Dubai: More than one billion people have watched the Dubai World Cup in the last three years and that number will only continue to grow, according to the company responsible for producing the international programme for the event for the past 17 years.

Working with Dubai Racing Club and world feed broadcaster Dubai TV, Sunset+Vine syndicate to more than 23 broadcasters across 134 countries, penetrating 300 million-plus households last year.

It’s the job of Andrew Piller, Sunset+Vine’s commercial director and international managing director, to keep those figures rising.

In order to do that, Piller, whose Sunset+Vine has won 35 broadcasting awards packaging the English Premier League, Premiership Rugby and Volvo Ocean Race, is now targeting new markets, while improving feeds to existing regions.

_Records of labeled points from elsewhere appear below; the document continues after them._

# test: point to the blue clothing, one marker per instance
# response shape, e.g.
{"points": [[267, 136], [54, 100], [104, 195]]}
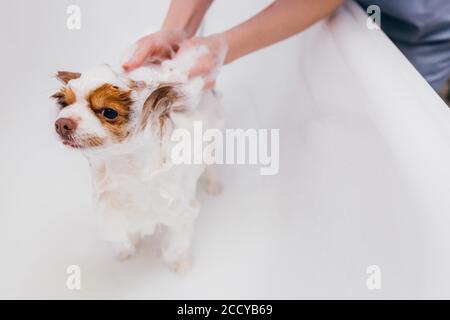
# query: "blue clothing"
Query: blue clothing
{"points": [[421, 30]]}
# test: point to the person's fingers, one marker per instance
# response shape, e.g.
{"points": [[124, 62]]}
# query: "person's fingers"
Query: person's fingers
{"points": [[202, 68]]}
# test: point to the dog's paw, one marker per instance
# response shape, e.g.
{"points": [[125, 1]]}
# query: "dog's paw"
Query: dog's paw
{"points": [[213, 188], [181, 265]]}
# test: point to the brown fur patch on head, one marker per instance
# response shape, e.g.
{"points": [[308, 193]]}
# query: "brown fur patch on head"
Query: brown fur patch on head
{"points": [[108, 96], [157, 106], [64, 97], [66, 76]]}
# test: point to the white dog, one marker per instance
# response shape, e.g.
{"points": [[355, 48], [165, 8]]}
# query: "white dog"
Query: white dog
{"points": [[123, 124]]}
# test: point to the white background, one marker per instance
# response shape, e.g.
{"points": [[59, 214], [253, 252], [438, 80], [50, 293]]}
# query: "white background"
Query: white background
{"points": [[339, 203]]}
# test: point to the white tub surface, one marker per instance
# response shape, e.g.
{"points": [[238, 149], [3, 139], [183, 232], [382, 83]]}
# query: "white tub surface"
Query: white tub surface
{"points": [[364, 166]]}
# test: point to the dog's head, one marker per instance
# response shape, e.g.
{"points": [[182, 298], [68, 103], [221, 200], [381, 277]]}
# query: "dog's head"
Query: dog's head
{"points": [[100, 108]]}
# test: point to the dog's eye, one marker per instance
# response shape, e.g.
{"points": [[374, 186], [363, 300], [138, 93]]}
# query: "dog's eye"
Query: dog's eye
{"points": [[109, 113]]}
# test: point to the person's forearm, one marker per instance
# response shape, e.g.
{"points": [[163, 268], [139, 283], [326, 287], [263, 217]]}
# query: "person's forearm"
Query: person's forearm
{"points": [[280, 20], [186, 15]]}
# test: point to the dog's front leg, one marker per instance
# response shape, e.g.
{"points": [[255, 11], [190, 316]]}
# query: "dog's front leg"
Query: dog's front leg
{"points": [[176, 246]]}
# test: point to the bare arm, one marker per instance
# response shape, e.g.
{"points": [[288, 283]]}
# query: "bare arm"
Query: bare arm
{"points": [[182, 21], [186, 15], [278, 21]]}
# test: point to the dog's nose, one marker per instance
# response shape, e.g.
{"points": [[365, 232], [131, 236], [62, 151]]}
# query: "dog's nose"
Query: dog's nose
{"points": [[65, 127]]}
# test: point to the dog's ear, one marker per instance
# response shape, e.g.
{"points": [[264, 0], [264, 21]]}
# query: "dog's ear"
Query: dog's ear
{"points": [[66, 76], [159, 104]]}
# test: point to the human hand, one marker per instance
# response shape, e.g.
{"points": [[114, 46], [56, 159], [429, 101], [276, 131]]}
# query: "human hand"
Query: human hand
{"points": [[155, 48], [211, 52]]}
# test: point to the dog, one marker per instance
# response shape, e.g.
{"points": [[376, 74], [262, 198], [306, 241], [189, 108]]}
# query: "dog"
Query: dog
{"points": [[122, 123]]}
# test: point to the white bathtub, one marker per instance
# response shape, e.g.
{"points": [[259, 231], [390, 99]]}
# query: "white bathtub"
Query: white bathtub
{"points": [[364, 167]]}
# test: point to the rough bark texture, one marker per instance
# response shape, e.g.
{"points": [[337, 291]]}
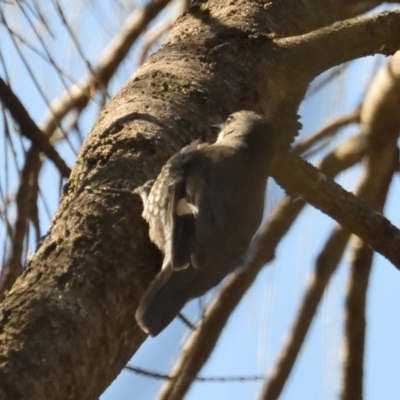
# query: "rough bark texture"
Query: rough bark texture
{"points": [[67, 326]]}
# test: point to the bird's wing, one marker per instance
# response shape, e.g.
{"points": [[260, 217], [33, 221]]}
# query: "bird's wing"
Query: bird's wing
{"points": [[183, 207]]}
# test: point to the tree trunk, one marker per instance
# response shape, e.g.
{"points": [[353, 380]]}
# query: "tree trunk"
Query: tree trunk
{"points": [[67, 326]]}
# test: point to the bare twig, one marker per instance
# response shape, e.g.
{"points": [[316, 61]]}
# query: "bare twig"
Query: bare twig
{"points": [[29, 129], [203, 340]]}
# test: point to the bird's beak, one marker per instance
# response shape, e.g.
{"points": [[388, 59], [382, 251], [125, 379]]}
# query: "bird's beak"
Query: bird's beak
{"points": [[217, 127]]}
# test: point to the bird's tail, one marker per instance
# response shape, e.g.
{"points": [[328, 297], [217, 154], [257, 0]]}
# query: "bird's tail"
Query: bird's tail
{"points": [[162, 302]]}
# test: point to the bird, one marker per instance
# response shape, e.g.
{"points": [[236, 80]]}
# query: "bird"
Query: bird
{"points": [[203, 211]]}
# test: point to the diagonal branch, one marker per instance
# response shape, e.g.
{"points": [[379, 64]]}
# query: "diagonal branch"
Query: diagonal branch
{"points": [[202, 342], [301, 179], [344, 41]]}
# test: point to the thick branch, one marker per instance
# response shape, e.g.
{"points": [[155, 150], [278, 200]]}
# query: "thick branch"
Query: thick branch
{"points": [[202, 342]]}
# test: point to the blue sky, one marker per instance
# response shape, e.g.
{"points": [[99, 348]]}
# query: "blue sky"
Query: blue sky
{"points": [[257, 330]]}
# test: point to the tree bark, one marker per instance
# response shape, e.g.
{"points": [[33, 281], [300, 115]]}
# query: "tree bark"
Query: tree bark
{"points": [[67, 326]]}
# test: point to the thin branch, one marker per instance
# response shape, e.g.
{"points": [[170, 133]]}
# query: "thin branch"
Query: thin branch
{"points": [[202, 342], [155, 375], [301, 180], [326, 264], [328, 130], [78, 95], [29, 129], [343, 42], [381, 121], [25, 195]]}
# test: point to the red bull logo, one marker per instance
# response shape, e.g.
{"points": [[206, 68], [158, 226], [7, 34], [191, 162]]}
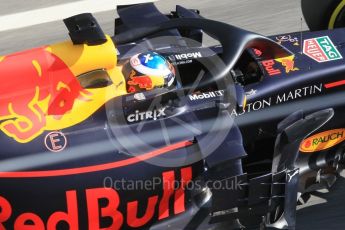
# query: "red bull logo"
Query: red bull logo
{"points": [[35, 84]]}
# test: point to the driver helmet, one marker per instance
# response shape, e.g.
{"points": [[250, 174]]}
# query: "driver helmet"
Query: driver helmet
{"points": [[148, 70]]}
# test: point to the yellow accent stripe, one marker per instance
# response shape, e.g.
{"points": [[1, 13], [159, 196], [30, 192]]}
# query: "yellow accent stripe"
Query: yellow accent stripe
{"points": [[62, 85], [37, 67], [335, 14]]}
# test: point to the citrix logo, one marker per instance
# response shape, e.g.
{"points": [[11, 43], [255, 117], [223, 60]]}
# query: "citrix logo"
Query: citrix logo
{"points": [[147, 115]]}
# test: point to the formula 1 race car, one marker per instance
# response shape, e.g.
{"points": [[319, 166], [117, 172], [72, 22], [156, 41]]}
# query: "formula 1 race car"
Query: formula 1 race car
{"points": [[151, 129]]}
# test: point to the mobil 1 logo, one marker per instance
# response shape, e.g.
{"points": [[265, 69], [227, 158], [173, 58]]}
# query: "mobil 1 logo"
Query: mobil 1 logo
{"points": [[321, 49]]}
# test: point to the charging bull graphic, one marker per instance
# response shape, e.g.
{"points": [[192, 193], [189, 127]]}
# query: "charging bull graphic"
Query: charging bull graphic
{"points": [[35, 84]]}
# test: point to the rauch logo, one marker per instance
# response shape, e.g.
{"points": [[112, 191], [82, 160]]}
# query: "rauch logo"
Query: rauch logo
{"points": [[322, 141]]}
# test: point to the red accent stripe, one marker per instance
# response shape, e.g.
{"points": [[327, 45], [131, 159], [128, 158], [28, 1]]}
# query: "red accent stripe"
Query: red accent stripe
{"points": [[96, 168], [335, 84]]}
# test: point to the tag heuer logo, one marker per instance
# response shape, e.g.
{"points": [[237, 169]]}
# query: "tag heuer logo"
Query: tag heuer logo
{"points": [[321, 49]]}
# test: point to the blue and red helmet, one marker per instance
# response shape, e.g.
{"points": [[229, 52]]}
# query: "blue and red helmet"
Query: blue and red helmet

“One approach is to get into new markets and the other is to get broadcasters in existing markets to present their own show on site using the world feed, topped and tailed with their own production,” said Piller.

“If they are on site, what was a priority for satellite will become as much of a priority for terrestrial. And if broadcasters were willing to spend more on their own presentations, I’m sure they would spend an equal amount on marketing to ensure an audience comes to it.”

However, there are challenges. “One challenge is in the timing of the event and how to grow terrestrial slots in areas like Australasia and Asia, where the time isn’t conducive,” Piller said.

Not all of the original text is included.